How severe does this issue affect your experience of using Ray?
- High: It blocks me to complete my task.
I created a grpc application via ray, but I noticed a bug due to which batching of messages after load testing blocks the method that is responsible for batching requests until the service is restarted.

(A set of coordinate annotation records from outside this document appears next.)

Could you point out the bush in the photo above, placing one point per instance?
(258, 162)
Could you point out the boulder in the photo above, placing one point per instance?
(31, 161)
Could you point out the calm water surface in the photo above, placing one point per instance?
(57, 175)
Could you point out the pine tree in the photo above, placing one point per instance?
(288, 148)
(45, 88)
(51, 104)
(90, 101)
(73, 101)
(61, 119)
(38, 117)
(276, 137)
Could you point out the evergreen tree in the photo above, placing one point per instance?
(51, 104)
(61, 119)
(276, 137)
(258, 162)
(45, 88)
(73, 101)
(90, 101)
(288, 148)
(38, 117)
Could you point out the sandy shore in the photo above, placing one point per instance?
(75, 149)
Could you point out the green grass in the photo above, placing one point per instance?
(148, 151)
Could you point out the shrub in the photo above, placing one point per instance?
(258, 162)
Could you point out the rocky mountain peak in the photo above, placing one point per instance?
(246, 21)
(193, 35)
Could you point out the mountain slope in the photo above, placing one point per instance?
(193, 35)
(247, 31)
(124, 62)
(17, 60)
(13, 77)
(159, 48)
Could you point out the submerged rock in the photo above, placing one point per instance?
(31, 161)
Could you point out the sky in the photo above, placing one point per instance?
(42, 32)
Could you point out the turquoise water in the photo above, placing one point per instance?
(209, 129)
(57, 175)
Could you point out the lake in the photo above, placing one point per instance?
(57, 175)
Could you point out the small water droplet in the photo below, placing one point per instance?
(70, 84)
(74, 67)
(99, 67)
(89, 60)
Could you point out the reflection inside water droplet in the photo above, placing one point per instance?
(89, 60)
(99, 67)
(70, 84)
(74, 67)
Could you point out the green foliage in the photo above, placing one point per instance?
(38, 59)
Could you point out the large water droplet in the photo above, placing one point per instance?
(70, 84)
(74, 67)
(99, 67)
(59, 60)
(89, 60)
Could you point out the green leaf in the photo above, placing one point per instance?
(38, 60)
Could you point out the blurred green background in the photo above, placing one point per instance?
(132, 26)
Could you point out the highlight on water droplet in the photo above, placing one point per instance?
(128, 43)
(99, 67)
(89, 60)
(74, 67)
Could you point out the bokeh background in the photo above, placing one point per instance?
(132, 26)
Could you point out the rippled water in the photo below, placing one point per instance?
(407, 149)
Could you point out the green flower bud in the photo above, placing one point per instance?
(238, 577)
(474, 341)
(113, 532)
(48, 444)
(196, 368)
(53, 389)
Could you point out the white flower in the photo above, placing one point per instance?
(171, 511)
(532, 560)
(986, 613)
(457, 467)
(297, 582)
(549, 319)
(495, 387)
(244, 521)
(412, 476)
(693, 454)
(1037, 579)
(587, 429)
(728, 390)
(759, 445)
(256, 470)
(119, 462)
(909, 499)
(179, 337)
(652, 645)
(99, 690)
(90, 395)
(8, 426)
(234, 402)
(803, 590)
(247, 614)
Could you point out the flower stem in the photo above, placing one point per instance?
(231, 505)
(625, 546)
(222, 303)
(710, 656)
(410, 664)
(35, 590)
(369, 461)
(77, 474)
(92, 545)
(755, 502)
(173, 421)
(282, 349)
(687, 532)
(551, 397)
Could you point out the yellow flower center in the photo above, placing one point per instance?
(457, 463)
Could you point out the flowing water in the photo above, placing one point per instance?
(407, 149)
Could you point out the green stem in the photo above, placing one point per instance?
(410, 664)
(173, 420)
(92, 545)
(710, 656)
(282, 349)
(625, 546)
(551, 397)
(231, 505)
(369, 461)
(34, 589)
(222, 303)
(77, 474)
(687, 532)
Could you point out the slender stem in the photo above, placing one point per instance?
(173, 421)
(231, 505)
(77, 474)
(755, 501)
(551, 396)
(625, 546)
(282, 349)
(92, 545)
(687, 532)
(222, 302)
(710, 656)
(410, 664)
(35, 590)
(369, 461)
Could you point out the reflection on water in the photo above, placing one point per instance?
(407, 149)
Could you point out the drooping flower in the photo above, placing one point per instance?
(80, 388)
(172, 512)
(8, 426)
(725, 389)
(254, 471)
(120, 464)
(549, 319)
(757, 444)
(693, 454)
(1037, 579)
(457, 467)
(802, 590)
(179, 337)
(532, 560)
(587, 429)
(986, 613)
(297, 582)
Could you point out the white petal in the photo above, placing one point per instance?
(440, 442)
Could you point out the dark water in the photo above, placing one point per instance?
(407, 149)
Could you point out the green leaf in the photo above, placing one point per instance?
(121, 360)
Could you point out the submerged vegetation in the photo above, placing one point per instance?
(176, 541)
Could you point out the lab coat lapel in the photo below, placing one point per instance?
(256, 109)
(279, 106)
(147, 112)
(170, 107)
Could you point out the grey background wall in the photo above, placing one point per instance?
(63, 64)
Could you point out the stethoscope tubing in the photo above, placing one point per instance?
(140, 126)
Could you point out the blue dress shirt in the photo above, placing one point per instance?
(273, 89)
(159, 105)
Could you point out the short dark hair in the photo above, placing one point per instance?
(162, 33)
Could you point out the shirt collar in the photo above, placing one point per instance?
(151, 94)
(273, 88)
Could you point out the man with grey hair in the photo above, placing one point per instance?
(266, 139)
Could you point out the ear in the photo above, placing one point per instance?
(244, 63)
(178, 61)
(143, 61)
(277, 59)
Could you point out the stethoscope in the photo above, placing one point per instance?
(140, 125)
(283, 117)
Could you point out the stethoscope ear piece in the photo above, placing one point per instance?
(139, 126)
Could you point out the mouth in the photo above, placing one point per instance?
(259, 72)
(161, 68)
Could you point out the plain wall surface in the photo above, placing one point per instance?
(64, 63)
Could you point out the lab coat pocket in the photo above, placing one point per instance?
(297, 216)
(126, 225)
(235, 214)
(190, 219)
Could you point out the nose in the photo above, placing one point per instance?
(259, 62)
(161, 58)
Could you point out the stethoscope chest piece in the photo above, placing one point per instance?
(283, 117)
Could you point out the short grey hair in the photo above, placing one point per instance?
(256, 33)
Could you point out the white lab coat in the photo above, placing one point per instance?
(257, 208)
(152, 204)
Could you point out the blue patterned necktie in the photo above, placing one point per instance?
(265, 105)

I could not figure out what was wrong, so I decided to just run the second replica.
On the server 2 gpu,
I wanted to run 1 grpc service on each. But I can’t.
@serve.deployment(
is_driver_deployment=True,
name="whisper",
ray_actor_options={"num_cpus": 12},
num_replicas=2
)
class MyService(test_pb2_grpc.MyServiceServicer, gRPCIngress):
...
@serve.batch(max_batch_size=1, batch_wait_timeout_s=0.150)
async def handle_batch(
self, requests: RequestBatch
):
return ["ok" for i in requests]
async def Method(self, request, context: grpc.ServicerContext):
return await self.handle_batch(request)
I run it like this:
FROM rayproject/ray-ml:2.3.0-py38-gpu
....
CMD ldconfig \
&& OMP_NUM_THREADS=${OMP_NUM_THREADS} ray start --head \
--port=$RAY_HEAD_PORT \
# --include-dashboard=false \
--dashboard-host=0.0.0.0 \
--dashboard-port=$RAY_DASHBOARD_PORT \
&& serve run main:stt_deployment